U.S. plans to sell remaining 31.1 million GM shares by year end

U.S. plans to sell remaining 31.1 million GM shares by year end

Automotive News | November 21, 2013 – 9:50 am EST
— UPDATED: 11/21/13 5:52 pm ET – adds Canada statement
DETROIT (Reuters) — The U.S. Treasury Department said it expected to sell its remaining shares of General Motors Co. by the end of the year, a plan that may leave taxpayers with a shortfall of about $10 billion on the automaker’s 2009 bailout.

Treasury today said it had completed the sale of 70.2 million shares of GM stock and to date had recouped $38.4 billion from the $49.5 billion taxpayer-funded rescue of the Detroit company.

At current prices, Treasury would recoup another $1.2 billion from its remaining stake of 31.1 million shares, bringing its total recovery to $39.6 billion. Treasury said its initial cost basis for the GM shares was $43.52 per share.

If it completes the sale by year’s end, the Treasury would unload the GM stake on the earliest end of its projections announced last December. At the time, it anticipated selling the stake within 12 to 15 months.

GM shares today rose 1.1 percent to $38.12 — not far from their post-bankruptcy record price of $38.98 set on Jan. 3, 2011.

“Our goal was never to make a profit,” said a Treasury official who requested anonymity. “It was to save the U.S. auto industry.”

U.S. auto sales through October have risen 8.4 percent, with sales expected to top 15.5 million for the full year — comfortably above the recessionary trough of 10.4 million in 2009.

The Detroit automakers are profitable, too, although GM’s net earnings for the first nine months dropped to $4.3 billion from $5.0 billion in 2012. One thing that hasn’t changed is that the majority of those profits are still driven by large pickup trucks and SUVs, which contribute more than two-third of GM’s global pre-tax earnings.

Treasury said the final GM share sale would take place by year-end, subject to market conditions and if average daily trading volumes continue at recent levels.

Analysts have said Treasury’s exit from GM would lift the “Government Motors” stigma from the automaker, which would also be able to begin paying dividends for the first time since the restructured company returned to the market with an initial public offering three years ago.

Treasury’s sale of the shares “could lead to the lifting of compensation limitations for GM’s key executives,” Buckingham Research analyst Joseph Amaturo said in a note to clients.

The removal of those restrictions also may enable GM to offer a more generous and competitive compensation package if the board elects to search for outside candidates to succeed CEO Dan Akerson, said analyst Matthew Stover of Guggenheim Securities.

In a related matter, Canada’s government is seeking to maximize its return when it sells its shares in GM, a spokeswoman for Finance Minister Jim Flaherty said Thursday.

“We will exit the government’s stake in General Motors in a timely manner,” spokeswoman Marie Prentice said in e-mailed comments after the U.S. announcement. “We will divest because government shouldn’t be in the car business, but we will divest appropriately over time to ensure we maximize the return for Canadian taxpayers.”

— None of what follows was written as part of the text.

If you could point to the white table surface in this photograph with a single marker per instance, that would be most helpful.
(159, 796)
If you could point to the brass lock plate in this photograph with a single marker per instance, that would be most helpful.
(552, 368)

The Canadian and Ontario governments in September agreed to sell 30 million GM shares worth about $1.1 billion to Bank of America Corp. and Royal Bank of Canada in a block trade, reducing their stake by 21 percent to 110 million shares.

In a quarterly filing to Congress in late October, the U.S. government said it already had booked a loss of $9.7 billion on its shares, which were acquired as part of GM’s Chapter 11 bankruptcy filing and subsequent bailout.

Treasury since then has whittled down its GM stake through a series of stock sales.

A healthcare trust for the UAW still owns a stake of about 10 percent in GM.

“While the U.S. Treasury’s equity stake draws to a close, our work to transform GM continues,” GM said. “We’re making great progress in our efforts to make the most of this second chance.”

A GM spokesman on Thursday said the company since July 2010 has invested $8.8 billion in 34 U.S. facilities, “saving or creating more than 25,000 jobs.”

The GM bailout was implemented under the government’s Troubled Asset Relief Program (TARP), which disbursed $421.6 billion and has recovered $406.7 billion. The total does not count Treasury’s additional shares in AIG, which Treasury valued at $17.6 billion in a Wednesday report.

GM, in a statement, said: “While the U.S. Treasury’s equity stake draws to a close, our work to transform GM continues. We’re making great progress in our efforts to make the most of this second chance by building outstanding cars and trucks, creating jobs and reinvesting in our country.”